Again, it seems to prove that well-meant is badly done. During the beginning of the COVID-19 pandemic, several Austrian banks initially granted extensive deferments to their creditors as a first aid in the uncharted waters of the lockdown. However, the extensions of the statutory moratoria reinforce the effects of unjustified distinction between the different types of SME, in particular considering the Austrian credit institutions, also in order to comply with their regulatory obligations, tend to no longer extend their institute-specific deferments, leaving small and medium-sized SMEs, in particular those entities operating in the retail, hotel business or real estate sector, at the brink of insolvency as the economic effects of the COVID-19 pandemic are still strongly visible and jeopardise their business and liquidity plans.

Endnotes

(1) BGBl I Nr 24/2020, as amended by BGBl I Nr 58/2020.

(2) Interestingly, the Austrian legislature has failed to prescribe that these provisions will be applied analogously or mutatis mutandis on these micro-enterprises, even though the main provisions use the terms 'consumer' and 'debtor' side by side. Hence, it is questionable whether those provision explicitly referring to 'consumers' apply to micro-enterprises at all.

(3) BeckOGK/Köndgen, 15.08.2020, EGBGB Article 240 § 3 Rn 39.

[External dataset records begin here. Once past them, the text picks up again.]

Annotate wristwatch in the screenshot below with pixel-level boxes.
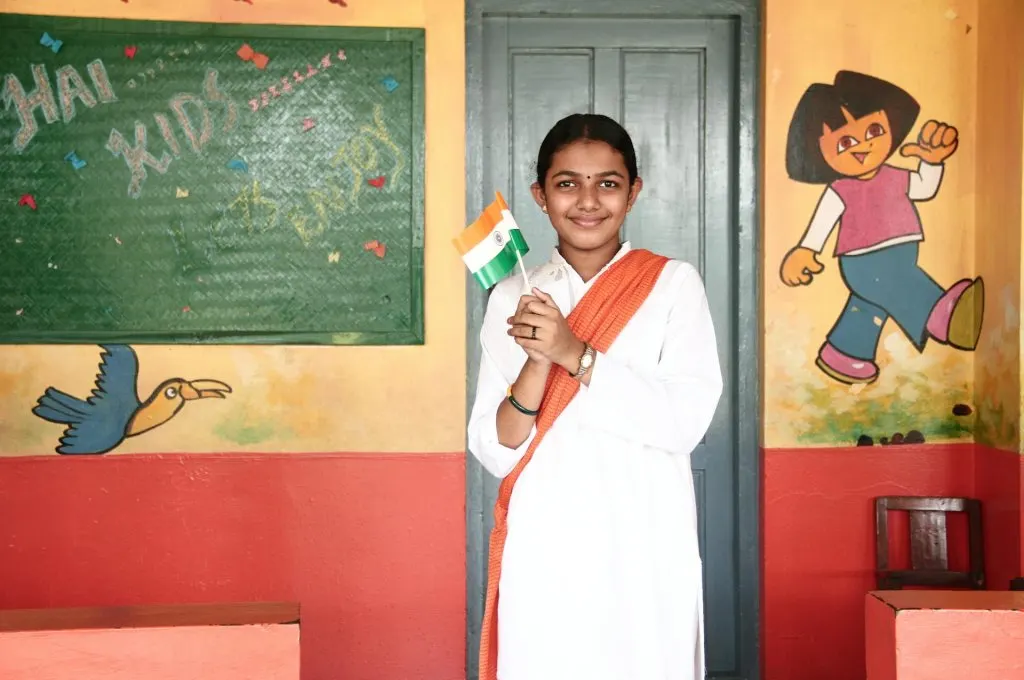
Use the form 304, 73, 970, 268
571, 343, 595, 379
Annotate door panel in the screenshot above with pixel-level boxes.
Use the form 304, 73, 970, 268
480, 15, 742, 678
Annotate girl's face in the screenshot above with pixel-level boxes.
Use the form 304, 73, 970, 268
531, 139, 641, 256
819, 107, 893, 177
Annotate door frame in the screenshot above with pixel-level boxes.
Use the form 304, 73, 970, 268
463, 1, 762, 678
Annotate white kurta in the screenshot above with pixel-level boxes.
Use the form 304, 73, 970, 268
468, 242, 723, 680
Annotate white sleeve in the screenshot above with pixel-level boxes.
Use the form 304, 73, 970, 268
466, 285, 536, 478
798, 187, 845, 253
579, 263, 723, 456
908, 161, 943, 200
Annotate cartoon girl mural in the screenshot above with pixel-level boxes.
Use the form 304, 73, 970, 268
781, 70, 983, 385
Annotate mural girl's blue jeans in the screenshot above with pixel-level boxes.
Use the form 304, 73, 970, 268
826, 242, 944, 361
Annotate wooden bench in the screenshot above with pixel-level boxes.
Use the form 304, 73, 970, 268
866, 590, 1024, 680
0, 602, 300, 680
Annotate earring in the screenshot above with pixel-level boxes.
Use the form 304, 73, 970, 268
542, 205, 548, 213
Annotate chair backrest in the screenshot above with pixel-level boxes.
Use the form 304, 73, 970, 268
874, 496, 984, 589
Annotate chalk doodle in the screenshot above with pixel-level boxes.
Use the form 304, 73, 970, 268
2, 60, 117, 152
124, 42, 205, 90
247, 48, 347, 113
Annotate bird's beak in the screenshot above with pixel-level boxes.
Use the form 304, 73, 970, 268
181, 379, 233, 400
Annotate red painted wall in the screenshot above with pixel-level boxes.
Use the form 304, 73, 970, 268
974, 445, 1024, 591
0, 453, 466, 680
764, 443, 983, 680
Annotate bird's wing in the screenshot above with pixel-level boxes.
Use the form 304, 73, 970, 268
38, 345, 142, 455
90, 344, 141, 408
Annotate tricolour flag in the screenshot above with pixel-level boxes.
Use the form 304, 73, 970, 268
453, 191, 530, 290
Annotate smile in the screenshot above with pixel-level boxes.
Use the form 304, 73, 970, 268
852, 152, 868, 164
570, 216, 606, 228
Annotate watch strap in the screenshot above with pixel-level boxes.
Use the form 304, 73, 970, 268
571, 343, 595, 379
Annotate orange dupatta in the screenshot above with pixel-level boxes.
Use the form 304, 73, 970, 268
479, 248, 670, 680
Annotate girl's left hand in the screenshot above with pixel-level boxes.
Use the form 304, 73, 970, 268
507, 288, 584, 371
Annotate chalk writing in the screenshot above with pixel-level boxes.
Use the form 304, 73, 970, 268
107, 69, 237, 197
154, 113, 181, 155
222, 180, 280, 239
2, 59, 116, 152
218, 104, 405, 246
55, 64, 97, 123
106, 122, 172, 197
171, 93, 212, 153
330, 103, 405, 203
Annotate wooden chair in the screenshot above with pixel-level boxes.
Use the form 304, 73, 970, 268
874, 496, 984, 590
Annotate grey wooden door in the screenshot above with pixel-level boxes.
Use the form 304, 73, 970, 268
466, 5, 760, 680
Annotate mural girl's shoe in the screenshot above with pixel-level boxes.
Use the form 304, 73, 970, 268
815, 342, 879, 384
926, 277, 984, 350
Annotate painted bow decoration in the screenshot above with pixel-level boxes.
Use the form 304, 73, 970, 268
40, 32, 63, 53
64, 151, 86, 170
236, 43, 270, 70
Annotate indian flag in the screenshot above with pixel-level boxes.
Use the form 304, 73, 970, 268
454, 191, 530, 290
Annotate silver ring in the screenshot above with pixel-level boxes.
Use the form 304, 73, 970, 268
531, 326, 537, 339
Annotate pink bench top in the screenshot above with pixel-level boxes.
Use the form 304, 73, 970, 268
869, 590, 1024, 612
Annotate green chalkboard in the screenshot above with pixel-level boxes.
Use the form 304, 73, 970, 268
0, 13, 424, 345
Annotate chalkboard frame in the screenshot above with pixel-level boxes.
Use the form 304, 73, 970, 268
0, 13, 425, 346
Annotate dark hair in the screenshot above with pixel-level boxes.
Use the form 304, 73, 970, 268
535, 113, 639, 186
785, 71, 920, 184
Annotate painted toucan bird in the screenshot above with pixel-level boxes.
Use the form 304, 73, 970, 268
32, 344, 232, 455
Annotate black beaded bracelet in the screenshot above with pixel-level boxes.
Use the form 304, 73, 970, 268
507, 389, 539, 416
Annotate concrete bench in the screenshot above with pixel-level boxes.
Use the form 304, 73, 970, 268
866, 590, 1024, 680
0, 602, 299, 680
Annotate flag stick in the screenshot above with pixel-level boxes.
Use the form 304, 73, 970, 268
515, 249, 531, 294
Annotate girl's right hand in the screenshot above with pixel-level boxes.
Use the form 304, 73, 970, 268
780, 246, 824, 286
507, 294, 552, 366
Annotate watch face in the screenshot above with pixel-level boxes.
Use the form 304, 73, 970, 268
581, 353, 594, 369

(4) User guide to the SME definition.

(5) A similar regime applies with respect to competition / subsidies laws. In ECJ 24.9.2020, C-516/19 (NMI Technologietransfer), the ECJ just confirmed that a legal entity whose voting rights are majority-held by a charitable foundation having full legal capacity, does not qualify as a SME within the meaning of Regulation 651/2014.

(6) See also Olaf Riss/Martin Winner/Rainer Wolfbauer, Banks and credit moratorium: between Scylla and Charybdis, ZFR 2020, 161.

(7) EBA/GL/2020/02 (as amended by EBA/GL/2020/08 (25 June 2020)).